Brent: dispersal orders slammed
PUBLISHED: 17:58 18 October 2010
A CIVIL liberties group has warned against a rising tide of intrusion after police and councillors enacted six dispersal orders - the highest ever number.
The orders, which give police extra powers to move along groups of two or more people who they suspect of causing anti social behaviour, are running simultaneously in town centres in Harlesden, Alperton, Wembley, Kilburn and Barnhill.
If a person has been moved on under the order, it is a criminal offence for them to return to the area within 24 hours.
But civil liberties groups slammed the orders, which they branded panic policing.
Alex Deane, Director of Big Brother Watch, said: “Anti-social behaviour is on the rise because proper policing is on the decline, abandoned in favour of the cheaper but inadequate substitutes of PCSOs and CCTV cameras.
“That failure has led to panic which has led to the creation of dispersal orders. They might be justified on occasion, but the kind of blanket use seen in Brent is completely disproportionate – it’s heavy-handed and indiscriminate.”
Fellow civil liberties group Liberty has campaigned against the orders, which they claim blur the distinction between nuisance and criminal behaviour.
In a 2007 report Liberty policy director Gareth Crossman warned: “There is no need that any individual be suspected of involvement in criminal activity before being subjected to a dispersal order.
“Breach of an order is a criminal offence.

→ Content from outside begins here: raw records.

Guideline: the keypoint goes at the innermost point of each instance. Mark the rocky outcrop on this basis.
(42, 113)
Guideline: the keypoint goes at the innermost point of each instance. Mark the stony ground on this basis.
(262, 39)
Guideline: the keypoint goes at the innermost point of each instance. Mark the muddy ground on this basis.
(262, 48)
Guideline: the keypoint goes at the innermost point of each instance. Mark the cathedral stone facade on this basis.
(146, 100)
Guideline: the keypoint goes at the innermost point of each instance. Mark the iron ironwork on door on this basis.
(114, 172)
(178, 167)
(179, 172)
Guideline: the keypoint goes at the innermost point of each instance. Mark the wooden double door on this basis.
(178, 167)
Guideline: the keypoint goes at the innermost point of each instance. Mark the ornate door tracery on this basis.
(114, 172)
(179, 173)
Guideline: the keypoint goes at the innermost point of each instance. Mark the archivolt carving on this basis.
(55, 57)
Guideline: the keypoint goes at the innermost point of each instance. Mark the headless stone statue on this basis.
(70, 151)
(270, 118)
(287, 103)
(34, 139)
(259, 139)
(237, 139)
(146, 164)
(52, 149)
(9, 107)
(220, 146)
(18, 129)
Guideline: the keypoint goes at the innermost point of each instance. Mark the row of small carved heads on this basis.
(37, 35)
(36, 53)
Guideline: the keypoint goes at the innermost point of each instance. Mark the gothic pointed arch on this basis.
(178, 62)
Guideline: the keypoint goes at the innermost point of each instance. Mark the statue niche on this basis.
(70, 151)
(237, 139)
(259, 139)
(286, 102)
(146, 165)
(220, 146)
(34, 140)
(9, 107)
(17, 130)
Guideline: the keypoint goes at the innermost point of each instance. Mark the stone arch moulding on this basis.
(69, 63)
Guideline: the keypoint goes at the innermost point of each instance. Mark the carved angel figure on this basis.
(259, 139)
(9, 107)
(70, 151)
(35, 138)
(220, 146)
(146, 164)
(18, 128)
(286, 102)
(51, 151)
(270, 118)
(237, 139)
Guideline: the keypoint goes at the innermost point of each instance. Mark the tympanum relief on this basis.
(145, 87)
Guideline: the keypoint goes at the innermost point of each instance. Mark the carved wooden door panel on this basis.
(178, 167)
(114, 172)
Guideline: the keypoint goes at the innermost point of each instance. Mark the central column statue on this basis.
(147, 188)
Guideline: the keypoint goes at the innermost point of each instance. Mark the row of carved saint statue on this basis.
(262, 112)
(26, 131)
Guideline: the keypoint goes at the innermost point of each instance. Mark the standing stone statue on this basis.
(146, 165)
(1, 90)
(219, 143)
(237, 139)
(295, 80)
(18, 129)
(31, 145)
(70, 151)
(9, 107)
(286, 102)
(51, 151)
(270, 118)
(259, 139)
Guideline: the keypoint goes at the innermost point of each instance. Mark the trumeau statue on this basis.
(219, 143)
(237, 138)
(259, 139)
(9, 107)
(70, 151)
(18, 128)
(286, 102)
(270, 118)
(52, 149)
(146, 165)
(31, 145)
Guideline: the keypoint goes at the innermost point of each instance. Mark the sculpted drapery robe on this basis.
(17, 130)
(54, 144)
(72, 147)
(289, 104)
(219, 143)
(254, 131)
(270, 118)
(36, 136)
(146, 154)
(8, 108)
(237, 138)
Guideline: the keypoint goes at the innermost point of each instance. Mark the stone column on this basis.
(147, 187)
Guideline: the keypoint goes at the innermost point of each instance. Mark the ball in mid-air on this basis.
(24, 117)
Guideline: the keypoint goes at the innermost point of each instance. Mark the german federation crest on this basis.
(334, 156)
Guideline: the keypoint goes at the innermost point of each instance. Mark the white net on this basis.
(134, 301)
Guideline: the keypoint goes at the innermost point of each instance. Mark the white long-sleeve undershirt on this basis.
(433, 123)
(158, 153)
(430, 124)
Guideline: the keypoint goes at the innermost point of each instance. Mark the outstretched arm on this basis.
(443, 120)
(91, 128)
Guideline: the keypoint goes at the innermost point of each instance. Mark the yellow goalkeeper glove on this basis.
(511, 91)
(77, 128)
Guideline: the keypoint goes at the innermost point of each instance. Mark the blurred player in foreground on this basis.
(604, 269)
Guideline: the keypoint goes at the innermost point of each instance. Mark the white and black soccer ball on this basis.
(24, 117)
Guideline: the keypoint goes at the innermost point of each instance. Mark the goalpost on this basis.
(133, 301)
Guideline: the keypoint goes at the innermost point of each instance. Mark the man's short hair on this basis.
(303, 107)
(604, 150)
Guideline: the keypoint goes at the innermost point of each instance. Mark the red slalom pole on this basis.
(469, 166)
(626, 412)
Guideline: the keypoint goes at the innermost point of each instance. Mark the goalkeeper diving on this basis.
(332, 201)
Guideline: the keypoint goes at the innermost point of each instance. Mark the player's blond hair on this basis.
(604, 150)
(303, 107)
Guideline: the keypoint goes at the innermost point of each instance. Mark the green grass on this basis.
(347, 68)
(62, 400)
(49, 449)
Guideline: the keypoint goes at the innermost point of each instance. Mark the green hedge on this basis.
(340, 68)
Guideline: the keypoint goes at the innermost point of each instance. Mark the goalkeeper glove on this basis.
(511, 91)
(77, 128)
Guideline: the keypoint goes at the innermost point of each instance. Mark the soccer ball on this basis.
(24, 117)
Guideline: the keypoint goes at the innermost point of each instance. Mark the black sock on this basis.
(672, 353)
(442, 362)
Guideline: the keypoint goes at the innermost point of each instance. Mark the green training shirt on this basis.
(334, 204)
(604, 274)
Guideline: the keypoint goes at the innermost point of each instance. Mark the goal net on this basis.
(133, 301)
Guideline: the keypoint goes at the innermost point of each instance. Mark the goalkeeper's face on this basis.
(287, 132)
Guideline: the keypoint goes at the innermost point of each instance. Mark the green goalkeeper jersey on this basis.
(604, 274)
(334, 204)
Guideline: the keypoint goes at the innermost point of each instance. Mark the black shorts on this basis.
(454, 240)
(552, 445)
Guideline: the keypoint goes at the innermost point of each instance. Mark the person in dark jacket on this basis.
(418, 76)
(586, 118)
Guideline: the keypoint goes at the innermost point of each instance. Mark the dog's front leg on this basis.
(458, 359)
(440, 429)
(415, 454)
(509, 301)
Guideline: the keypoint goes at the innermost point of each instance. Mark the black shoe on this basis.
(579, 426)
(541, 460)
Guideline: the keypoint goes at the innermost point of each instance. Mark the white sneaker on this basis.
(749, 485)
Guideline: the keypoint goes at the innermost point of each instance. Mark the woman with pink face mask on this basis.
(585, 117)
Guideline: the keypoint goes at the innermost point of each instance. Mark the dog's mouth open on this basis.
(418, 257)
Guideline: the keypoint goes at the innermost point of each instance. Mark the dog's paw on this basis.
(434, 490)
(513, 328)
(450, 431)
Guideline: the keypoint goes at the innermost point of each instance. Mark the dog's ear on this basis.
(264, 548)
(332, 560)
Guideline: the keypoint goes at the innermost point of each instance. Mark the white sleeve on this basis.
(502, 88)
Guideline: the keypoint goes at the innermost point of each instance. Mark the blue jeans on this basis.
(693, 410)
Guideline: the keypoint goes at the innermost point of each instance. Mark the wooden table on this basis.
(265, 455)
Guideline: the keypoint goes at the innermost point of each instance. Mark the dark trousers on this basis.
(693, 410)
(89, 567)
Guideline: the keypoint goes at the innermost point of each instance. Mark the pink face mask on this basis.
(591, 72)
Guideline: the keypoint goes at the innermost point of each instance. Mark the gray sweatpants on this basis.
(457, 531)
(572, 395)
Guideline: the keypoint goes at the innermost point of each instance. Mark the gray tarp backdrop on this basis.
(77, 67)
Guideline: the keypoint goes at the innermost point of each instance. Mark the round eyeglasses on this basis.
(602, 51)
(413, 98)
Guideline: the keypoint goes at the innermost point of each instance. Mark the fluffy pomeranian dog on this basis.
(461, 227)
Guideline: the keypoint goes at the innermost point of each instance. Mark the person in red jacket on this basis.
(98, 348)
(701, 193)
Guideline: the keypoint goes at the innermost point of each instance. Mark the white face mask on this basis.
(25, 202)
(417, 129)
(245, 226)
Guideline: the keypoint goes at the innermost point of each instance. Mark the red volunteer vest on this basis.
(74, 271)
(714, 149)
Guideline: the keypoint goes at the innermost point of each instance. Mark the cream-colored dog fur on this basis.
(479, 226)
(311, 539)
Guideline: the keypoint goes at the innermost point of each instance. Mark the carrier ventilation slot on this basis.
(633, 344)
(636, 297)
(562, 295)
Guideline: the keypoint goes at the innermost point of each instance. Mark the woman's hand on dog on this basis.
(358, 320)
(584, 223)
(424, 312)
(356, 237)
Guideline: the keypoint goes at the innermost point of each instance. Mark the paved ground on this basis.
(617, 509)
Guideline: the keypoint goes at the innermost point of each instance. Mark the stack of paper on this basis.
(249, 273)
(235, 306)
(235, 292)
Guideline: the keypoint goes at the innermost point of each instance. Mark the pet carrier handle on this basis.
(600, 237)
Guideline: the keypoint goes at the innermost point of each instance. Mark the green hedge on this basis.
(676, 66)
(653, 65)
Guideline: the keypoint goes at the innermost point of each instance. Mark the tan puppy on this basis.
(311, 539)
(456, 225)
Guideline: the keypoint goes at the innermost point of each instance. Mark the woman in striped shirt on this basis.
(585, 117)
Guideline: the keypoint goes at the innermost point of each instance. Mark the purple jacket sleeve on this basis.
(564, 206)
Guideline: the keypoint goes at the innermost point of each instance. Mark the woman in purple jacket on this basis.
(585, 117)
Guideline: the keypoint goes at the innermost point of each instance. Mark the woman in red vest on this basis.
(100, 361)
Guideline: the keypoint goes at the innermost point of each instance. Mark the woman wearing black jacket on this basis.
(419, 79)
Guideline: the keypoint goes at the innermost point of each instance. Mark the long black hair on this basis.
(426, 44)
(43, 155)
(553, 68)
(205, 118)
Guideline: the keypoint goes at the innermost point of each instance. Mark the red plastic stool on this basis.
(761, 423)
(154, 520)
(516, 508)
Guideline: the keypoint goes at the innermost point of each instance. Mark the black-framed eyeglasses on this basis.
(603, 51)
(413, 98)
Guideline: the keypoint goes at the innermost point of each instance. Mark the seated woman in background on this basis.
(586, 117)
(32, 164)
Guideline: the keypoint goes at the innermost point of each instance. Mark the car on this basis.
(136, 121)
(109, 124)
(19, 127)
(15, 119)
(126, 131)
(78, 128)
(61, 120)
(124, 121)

Similar to an anti social behaviour order, the behaviour leading to breach does not have to be criminal.”
But police and councillors defended the measures, which they said were necessary as a last resort for tackling persistent yobbish behaviour.
PC Lee Tyrrell, from the Harlesden Safer Neighbourhood Team, said they had applied for a dispersal order in and around church road, in Harlesden, only as a last resort.

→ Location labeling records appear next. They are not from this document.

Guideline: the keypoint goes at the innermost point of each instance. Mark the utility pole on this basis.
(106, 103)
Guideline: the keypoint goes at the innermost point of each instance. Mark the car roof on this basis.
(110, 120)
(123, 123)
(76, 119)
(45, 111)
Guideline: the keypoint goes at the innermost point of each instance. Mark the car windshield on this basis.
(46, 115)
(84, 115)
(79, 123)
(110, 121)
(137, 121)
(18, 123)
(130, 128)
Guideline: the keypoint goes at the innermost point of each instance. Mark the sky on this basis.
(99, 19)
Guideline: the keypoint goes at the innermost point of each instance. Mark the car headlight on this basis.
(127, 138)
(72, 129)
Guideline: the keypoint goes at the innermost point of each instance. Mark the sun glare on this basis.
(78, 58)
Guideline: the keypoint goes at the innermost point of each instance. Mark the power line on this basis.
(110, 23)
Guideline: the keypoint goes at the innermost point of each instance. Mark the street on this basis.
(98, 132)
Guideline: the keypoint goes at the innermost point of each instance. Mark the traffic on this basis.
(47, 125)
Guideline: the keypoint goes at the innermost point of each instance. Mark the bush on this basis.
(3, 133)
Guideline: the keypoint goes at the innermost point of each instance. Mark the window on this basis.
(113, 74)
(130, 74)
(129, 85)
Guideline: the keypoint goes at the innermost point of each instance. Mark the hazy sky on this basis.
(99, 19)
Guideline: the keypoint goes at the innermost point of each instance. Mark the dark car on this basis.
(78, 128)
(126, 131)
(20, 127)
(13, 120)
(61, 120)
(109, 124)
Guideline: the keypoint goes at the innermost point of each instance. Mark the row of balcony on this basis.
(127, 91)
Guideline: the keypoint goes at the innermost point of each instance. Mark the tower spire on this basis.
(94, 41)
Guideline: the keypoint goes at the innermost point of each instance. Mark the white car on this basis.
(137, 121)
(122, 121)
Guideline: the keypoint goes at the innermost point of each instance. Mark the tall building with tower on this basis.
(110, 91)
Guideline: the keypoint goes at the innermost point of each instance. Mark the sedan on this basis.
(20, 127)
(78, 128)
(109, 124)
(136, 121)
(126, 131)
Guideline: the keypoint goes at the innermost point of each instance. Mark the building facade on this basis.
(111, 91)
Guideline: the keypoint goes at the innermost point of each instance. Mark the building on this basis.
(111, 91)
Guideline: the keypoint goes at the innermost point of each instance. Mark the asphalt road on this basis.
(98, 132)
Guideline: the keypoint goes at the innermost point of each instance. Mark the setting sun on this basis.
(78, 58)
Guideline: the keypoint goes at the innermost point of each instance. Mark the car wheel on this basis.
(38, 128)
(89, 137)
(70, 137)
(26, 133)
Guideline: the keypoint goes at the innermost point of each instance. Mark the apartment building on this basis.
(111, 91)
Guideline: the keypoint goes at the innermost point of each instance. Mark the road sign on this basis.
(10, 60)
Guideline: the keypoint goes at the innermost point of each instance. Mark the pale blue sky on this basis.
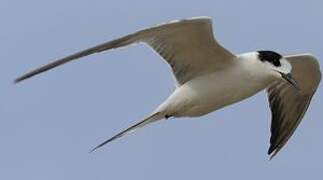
(49, 123)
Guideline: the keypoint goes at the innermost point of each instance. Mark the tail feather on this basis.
(152, 118)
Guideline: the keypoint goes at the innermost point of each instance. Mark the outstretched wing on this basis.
(289, 105)
(188, 46)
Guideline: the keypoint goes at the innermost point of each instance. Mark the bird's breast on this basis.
(210, 92)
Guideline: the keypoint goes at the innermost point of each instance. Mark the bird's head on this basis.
(278, 65)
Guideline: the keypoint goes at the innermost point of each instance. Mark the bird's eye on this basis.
(276, 62)
(270, 56)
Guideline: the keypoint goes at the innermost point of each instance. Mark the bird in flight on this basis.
(209, 77)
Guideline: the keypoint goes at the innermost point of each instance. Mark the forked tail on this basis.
(152, 118)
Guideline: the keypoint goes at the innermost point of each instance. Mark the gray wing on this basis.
(289, 105)
(188, 46)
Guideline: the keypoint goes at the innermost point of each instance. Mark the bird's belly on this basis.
(209, 93)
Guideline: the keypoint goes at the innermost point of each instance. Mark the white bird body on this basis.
(210, 92)
(210, 77)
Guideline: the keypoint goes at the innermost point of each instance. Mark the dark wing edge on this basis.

He said: “Obviously we don’t want to just push the problem to another area, but I think it has really worked in Harlesden. Complaints have fallen and the problem has subsided.
“We only use it as a last resort, and there needs to be solid evidence to justify it.”
Lincoln Beswick, Brent Council crime chief, said: “I am responding to an increase in reports of anti social behaviour.
“People are going around in groups causing mayhem.”
However a spokeswoman for Brent Council’s anti social behaviour team said there hasn’t been an increase in complaints, although a higher proportion of reports concerned groups.